Die Apotheke hilft: Ist die Nase zugeschwollen, helfen Nasentropfen oder -sprays, die abschwellende Wirkstoffe enthalten. Man erkennt sie an der Endung -zolin. Die Präparate verengen die Blutgefäße und mindern die Schwellung der Nasenschleimhaut, damit die Nase wieder frei ist. Der Erkrankte kann dadurch nicht nur besser atmen, sondern auch eine Nasennebenhöhlenentzündung kann somit verhindert werden. Besonders effektiv sind Nasensprays, die zusätzlich entzündungshemmende und heilungsfördernde Wirkstoffe enthalten. Der wikrstoff Dexpanthenol schützt die Schleimhaut und unterstützt die Heilung. Salzhaltige Nasensprays und Nasenspülungen (Nasenduschen) mit salzhaltiger Lösung verdünnen den Nasenausfluss. Das Abfließen mitsamt den Erregern kann deshalb besser austreten. Einige Produkte enthalten Meersalz und befeuchten die Nasenschleimhaut, haben allerdings keinen abschwellenden Effekt. Bei Sinusitis sind Nasenpräparate sinnvoll, welche die Nasennebenhöhlen belüften und einem Sekretstau vorbeugen. Der zähe Schleim kann zudem mit pflanzlichen Fertigarzneimitteln verflüssigt werden, welche Wirkstoffe wie Cineol enthalten oder eine Kombination aus Extrakten von Eisenkraut, Enzianwurzel, Holunderblüten, Gartensauerampferkraut und Schlüsselblumenblüten.

Was Sie noch tun können:

  • Begleitend zur Therapie können Kopfdampfbäder mit ätherischem Eukalyptusöl helfen

  • Wärme durch die Bestrahlung mit der Rotlichtlampe kann den Heilungsprozess einer Sinusitis fördern

  • Gehen Sie regelmäßig an der frischen Luft spazieren

Arztbesuch sollte erfolgen bei: Patienten mit Asthma oder anderen chronischen Atemwegserkrankungen sollten schon bei den ersten Symptomen einen Arzt aussuchen. Des weiteren ist ein Arztbesuch bei folgenden Beschwerden erforderlich:

  • Wenn ein Schnupfen länger als eine Woche andauert

  • Bei Begleitbeschwerden wie Fieber, starke Kopf- und Gesichtsschmerzen

  • Wenn eine Entzündung der Nasennebenhöhlen mehrmals im Jahr auftritt

Der Arzt wird insbesondere Kopf, Rachen und Lunge gründlich untersuchen, damit schwerwiegendere Erkrankungen ausgeschlossen werden können. Die Therapie zielt darauf ab, Beschwerden und Schmerzen zu lindern.

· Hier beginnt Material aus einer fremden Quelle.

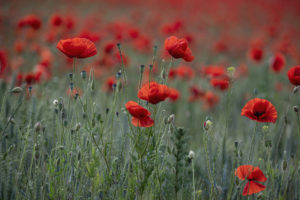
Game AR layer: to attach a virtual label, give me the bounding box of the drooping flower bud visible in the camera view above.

Schnupfen bei Kindern: Säuglingen ist es in den ersten Lebensmonaten noch nicht möglich, durch den Mund zu atmen. Deshalb muss bei ihnen eine verstopfte Schnupfnase sofort behandelt werden. Sinnvoll sind hier Nasentropfen, die niedrig dosiert sind. Niemals dürfen Nasensprays für Schulkinder und Erwachsene Babys verabreicht werden, da hier die Konzentration viel zu hoch ist.

Fakten aus der Wissenschaft: In den USA werden etwa 98 Prozent der Patienten, die an Sinusitis erkrankt sind, mit Antibiotikum behandelt. In Deutschland sind die Ärzte im Umgang mit Antibiotika vorsichtiger. Studien beweisen dass es sinnvoll ist, mit der Verschreibung von Antibiotika zu warten, da meist Viren für die Erkrankung verantwortlich sind und diese nicht mit dem speziellen Arzneimittel behandelt werden können. Eitriger Nasenausfluss ist kein eindeutiges Zeichen für eine bakterielle Infektion. Zudem haben sich Nasensprays mit Kortison nicht bewährt, da sie die Dauer der Sinusitis nicht lindern konnten und nur etwa bei 10 Prozent der Behandelten die Beschwerden lindern konnten.